Cet incident soulève une question fondamentale dans le sport de haut niveau : où s’arrête la joie de la victoire et où commence le manque de respect pour la défaite de l’adversaire ?
- L’émotion brute : Le sport est fait d’émotions intenses. Une victoire olympique, qui plus est obtenue sur le fil après une erreur de l’adversaire direct, est un moment d’une rare intensité. Peut-on vraiment reprocher à un entraîneur de laisser exploser sa joie après des années de travail acharné ?
- La perception de l’adversaire : Pour le camp norvégien, la célébration a été perçue comme une provocation, un manque d’empathie pour un athlète vivant l’un des pires moments de sa carrière.
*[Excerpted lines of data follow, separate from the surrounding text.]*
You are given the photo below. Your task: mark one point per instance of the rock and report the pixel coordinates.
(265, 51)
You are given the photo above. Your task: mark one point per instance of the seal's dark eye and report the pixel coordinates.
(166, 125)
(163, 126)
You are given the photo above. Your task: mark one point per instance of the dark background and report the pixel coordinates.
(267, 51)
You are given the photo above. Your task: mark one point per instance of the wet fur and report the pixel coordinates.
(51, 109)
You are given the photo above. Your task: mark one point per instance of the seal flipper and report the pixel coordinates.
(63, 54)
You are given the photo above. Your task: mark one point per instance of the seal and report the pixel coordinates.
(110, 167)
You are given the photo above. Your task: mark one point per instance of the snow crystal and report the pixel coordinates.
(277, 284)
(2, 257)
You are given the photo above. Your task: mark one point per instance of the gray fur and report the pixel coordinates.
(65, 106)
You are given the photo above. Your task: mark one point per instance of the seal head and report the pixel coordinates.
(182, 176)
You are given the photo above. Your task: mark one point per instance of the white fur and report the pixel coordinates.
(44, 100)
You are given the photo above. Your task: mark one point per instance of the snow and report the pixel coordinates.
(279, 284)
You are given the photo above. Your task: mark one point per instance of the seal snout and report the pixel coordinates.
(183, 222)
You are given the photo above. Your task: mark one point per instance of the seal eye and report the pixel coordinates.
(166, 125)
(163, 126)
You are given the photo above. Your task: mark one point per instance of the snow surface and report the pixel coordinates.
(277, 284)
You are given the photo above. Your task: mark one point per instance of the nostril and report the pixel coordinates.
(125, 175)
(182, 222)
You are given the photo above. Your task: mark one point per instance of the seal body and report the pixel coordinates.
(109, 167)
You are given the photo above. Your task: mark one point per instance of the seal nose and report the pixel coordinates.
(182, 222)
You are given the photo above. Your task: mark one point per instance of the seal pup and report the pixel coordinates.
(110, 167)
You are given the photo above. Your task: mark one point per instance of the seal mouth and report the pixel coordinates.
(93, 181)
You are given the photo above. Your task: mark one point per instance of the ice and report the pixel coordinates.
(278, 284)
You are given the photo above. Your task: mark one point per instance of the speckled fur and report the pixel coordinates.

La proximité physique entre l’entraîneur et le lieu de la chute a sans doute exacerbé ce sentiment.
- Un choc des cultures ? Il est aussi possible que différentes cultures sportives aient des approches distinctes de la célébration. Ce qui est perçu comme une exubérance normale dans un pays peut être interprété comme de l’arrogance dans un autre.
Au final, cette controverse rappelle que le ski alpin, comme tous les sports de performance, n’est pas seulement une affaire de chronomètre et de technique. C’est aussi une histoire d’hommes, avec leurs émotions, leurs rivalités et leurs perceptions. Si Loïc Meillard est incontestablement le champion olympique de slalom de Bormio, le débat sur l’attitude de son coach prouve que dans le sport, la manière compte souvent autant que le résultat.